Assam Cong Chief Ripun Bora on Assam Cattle Preservation Bill 2021 said, "So far as Congress is concerned, we aren't opposing the Bill but we are demanding there should not be discrimination. Within 5 km of temples, beef selling is prohibited. It should be applicable for all religions."
So far as Congress is concerned, we aren't opposing the Bill but we are demanding there should not be discrimination. Within 5 km of temples, beef selling is prohibited. It should be applicable for all religions: Assam Cong Chief Ripun Bora on Assam Cattle Preservation Bill 2021 pic.twitter.com/v3uJ02edSm— ANI (@ANI) July 13, 2021
The sale of beef products would be prohibited within a 5-kilometre radius of any temple or Satra (Vaishnav monasteries), according to the bill's proposed revisions. Furthermore, only those locations permitted by competent authorities would be allowed to sell and buy beef under rigorous rules. The proposed limitations on the sale of beef are intended to reduce illicit cross-border cattle smuggling, which has been a major source of concern in border states like Assam and West Bengal.

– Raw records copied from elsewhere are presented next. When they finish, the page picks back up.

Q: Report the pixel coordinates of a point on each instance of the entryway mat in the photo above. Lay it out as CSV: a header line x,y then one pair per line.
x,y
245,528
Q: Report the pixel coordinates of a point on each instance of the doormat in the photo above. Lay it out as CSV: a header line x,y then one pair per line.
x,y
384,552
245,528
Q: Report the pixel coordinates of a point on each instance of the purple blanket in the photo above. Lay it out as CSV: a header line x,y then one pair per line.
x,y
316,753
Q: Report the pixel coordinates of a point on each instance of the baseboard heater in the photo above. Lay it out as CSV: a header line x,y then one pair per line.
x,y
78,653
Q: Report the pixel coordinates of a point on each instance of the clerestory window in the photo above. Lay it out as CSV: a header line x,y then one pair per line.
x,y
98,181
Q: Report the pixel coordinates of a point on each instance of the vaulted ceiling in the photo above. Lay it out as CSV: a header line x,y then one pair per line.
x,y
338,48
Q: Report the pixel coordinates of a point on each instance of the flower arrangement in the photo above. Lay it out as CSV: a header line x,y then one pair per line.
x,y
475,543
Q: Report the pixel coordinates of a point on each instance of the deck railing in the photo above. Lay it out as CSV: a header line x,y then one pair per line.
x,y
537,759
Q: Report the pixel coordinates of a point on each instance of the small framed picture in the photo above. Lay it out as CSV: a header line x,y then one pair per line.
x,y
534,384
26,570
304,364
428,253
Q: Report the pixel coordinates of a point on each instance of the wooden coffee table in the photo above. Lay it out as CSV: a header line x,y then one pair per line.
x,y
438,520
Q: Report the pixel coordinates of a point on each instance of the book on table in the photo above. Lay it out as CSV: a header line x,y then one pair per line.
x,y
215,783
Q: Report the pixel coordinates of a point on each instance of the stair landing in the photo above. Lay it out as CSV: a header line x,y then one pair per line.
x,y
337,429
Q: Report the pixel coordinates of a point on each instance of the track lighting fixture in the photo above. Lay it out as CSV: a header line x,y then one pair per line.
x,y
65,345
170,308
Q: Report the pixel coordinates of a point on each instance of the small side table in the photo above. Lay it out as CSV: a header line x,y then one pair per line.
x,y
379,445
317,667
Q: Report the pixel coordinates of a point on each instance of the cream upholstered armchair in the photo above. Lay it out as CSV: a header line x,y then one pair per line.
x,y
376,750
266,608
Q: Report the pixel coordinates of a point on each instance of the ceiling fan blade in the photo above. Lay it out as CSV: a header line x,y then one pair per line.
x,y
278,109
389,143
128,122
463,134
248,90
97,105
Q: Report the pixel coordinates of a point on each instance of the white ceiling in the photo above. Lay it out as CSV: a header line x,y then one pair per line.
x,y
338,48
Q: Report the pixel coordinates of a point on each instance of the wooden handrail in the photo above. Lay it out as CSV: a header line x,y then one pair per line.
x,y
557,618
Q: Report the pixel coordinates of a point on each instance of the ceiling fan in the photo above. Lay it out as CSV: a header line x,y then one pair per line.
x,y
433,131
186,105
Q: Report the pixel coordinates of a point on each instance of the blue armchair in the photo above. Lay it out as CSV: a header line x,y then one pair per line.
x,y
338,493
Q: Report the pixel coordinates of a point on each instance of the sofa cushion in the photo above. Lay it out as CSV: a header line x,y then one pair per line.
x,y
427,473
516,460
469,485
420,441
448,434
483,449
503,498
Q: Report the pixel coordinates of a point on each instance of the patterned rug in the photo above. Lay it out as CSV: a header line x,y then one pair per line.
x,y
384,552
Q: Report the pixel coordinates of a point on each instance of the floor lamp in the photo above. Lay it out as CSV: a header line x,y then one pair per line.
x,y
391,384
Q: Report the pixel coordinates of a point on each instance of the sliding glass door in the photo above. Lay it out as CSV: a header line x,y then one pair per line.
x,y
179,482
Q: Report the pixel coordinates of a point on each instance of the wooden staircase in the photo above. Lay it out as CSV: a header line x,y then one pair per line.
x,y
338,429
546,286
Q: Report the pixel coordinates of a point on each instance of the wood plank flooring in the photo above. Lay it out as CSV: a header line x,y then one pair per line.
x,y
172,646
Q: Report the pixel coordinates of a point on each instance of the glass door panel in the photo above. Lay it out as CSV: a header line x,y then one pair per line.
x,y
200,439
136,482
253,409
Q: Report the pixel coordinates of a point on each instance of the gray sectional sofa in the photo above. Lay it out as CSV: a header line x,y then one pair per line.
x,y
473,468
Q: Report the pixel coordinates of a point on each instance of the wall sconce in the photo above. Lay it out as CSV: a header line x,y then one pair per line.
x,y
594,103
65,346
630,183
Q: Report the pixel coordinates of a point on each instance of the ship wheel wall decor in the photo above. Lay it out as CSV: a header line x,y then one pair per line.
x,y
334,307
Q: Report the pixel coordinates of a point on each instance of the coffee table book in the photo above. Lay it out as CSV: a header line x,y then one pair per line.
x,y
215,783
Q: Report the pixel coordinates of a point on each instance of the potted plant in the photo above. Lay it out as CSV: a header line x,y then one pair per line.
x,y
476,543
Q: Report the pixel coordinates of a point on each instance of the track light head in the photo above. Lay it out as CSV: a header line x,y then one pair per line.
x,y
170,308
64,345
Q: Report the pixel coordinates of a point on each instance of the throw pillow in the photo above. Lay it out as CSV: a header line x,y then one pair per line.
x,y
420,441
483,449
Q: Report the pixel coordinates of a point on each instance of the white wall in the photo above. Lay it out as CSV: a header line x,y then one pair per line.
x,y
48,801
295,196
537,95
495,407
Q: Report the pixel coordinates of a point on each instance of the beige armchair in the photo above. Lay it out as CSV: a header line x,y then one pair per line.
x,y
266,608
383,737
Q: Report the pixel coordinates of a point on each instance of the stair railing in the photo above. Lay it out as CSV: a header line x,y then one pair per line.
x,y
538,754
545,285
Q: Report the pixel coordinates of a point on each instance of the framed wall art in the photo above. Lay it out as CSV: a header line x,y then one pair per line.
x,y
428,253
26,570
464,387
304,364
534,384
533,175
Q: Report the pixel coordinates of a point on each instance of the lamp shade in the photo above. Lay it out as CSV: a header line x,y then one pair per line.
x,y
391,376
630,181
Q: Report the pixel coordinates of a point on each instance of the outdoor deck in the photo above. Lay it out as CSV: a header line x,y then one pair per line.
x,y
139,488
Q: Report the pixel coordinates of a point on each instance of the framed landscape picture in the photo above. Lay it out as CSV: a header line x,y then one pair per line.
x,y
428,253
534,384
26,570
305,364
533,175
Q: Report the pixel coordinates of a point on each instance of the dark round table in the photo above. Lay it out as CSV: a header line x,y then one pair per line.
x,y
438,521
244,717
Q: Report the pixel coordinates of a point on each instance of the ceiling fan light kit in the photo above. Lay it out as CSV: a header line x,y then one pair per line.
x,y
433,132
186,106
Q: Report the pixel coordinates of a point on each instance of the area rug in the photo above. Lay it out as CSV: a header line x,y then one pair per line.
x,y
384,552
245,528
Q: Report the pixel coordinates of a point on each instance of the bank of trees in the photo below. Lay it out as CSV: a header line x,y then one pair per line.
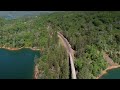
x,y
89,33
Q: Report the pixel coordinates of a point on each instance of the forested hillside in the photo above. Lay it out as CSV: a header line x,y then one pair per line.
x,y
89,33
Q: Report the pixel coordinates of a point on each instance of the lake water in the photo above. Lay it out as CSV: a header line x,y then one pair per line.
x,y
112,74
17,64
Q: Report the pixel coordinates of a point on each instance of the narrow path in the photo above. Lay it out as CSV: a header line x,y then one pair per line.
x,y
70,52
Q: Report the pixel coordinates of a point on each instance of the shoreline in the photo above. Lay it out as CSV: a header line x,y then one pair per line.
x,y
13,49
36,72
108,68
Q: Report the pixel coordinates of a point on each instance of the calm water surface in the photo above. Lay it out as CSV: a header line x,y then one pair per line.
x,y
17,64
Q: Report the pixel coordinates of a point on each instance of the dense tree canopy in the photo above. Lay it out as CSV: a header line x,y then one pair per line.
x,y
89,33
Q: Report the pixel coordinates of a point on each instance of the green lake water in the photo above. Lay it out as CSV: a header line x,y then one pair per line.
x,y
112,74
17,64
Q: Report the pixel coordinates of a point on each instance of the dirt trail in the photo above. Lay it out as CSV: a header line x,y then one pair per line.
x,y
70,52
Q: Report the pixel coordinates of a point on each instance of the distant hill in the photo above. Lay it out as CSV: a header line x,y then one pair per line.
x,y
15,14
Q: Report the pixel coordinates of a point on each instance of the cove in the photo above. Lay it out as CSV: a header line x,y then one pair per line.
x,y
112,74
17,64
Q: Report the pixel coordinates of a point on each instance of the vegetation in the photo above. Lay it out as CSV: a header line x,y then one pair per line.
x,y
89,33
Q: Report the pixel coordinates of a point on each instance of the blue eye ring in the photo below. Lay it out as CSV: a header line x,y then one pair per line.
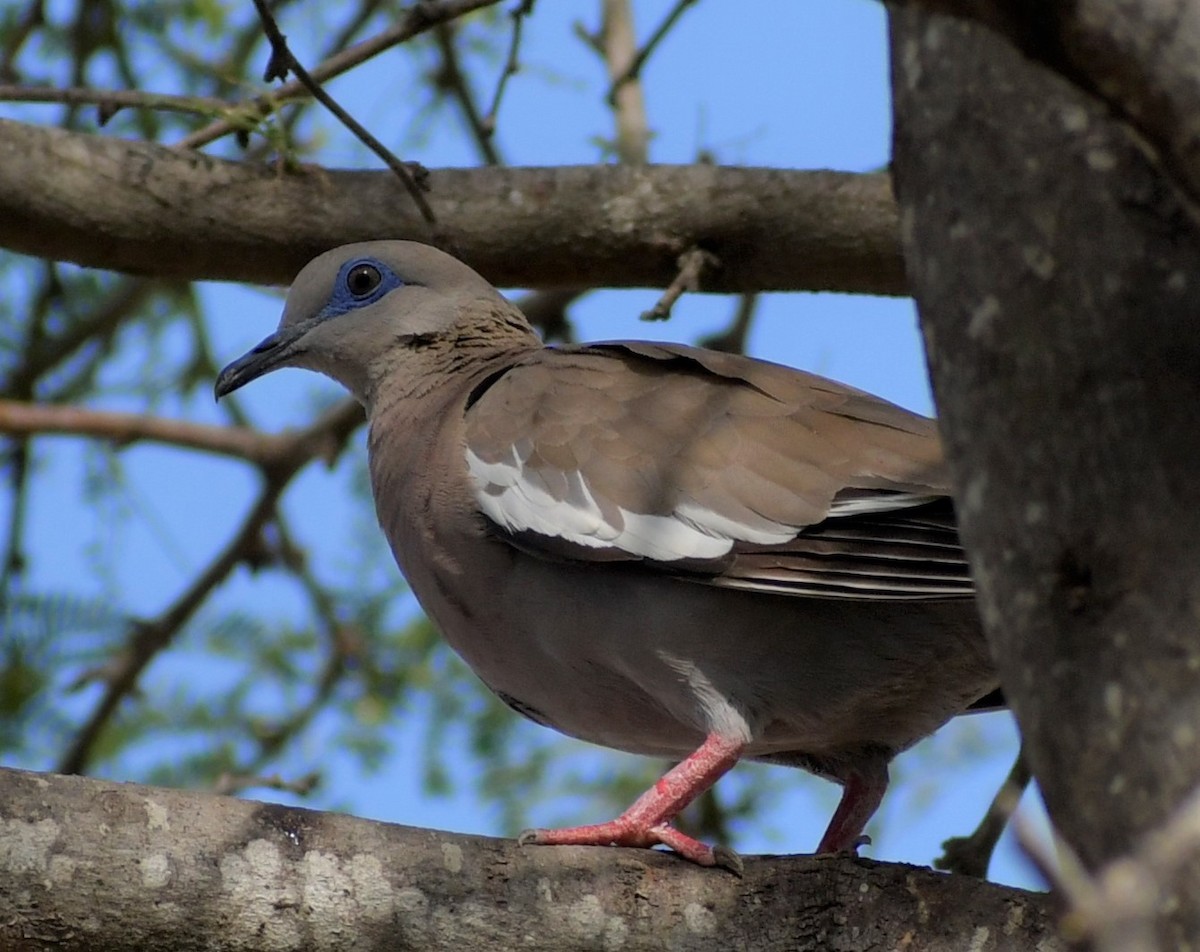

Himanta Biswa Sarma, who introduced the bill in the assembly, compared it to the Assam Cattle Preservation Act, 1950, which has been in effect in the state, claiming that the latter lacked sufficient legislative measures to regulate the slaughter, consumption, and transportation of cattle. The Assam Cattle Preservation Act, 1950, for example, allows the slaughter of cattle over 14 years of age or those that have become permanently handicapped due to age or medical ailment when veterinary officials issue a certificate.
The new rule, on the other hand, will prevent a person from slaughtering a cow unless he has a certificate stating that the bovine (not a cow) is above 14 years old. A cow, on the other hand, can only be butchered if it is rendered permanently unconscious. Cattle shall be slaughtered by slaughterhouses that have been properly licenced or recognised. The old law would be repealed if the new bill is passed.
Violators and those involved in the unlawful smuggling of bovine (bulls, bullocks, cows, heifer, calves, male and female buffaloes, and buffalo calves) have also been subjected to harsh penalties. If a person is convicted under the law, he might face up to three years in prison and a fine of Rs 3-5 lakh, or both. Repeat offenders would suffer the same penalty, but it would be doubled.